Kae tries to check on Natsuki at his home, but can only shout at his window. ‘Let me in, idiot, your mom called.’ No answer. Inside, Natsuki pulls the last strands off his face with shaking hands.
The surface curls away, slow as unraveling old tape. What’s beneath needs air, but not the old Natsuki air. Basement light screams down on outlines shifting—not quite bones, but sharp. He stands there, bare and new and wrong.
Natsuki fumbles for his phone, tries to text Kaede. Only one word makes it through—’different.’
That evening the school bathrooms clog as more students find purple threads pushing from split arms and backs. Rei cowers in the nurse office, cough spasming till his ribs press strange. Kaede watches from the door, frozen. She can’t tell—does she pity him or fear what’s to come?

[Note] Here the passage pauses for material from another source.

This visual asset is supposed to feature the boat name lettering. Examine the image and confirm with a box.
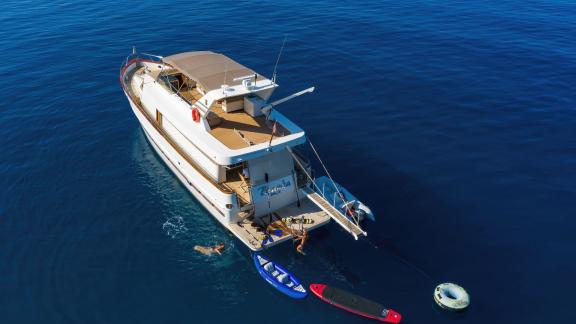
[259,179,291,197]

Kaede stands in Natsuki’s hallway, torn between running and waiting. ‘What did you do to yourself?’ she whispers. Whatever Natsuki answers is half breath, half growl: ‘It’s not just me. It’s all of us.’ The words don’t fit his old mouth.
The final shot lingers in the school gym, where faceless new forms gather under the big lights, eye-holes and fractures gleaming. The hiss of skin on linoleum echoes as something takes shape mid-court. Kaede opens her own hand and sees new lines crawl and lift just under the skin. Has change ever felt so sure?
What waits, really, when you peel off what you’ve known? Will Kaede walk through that door, or turn from what waits on the other side? Would you?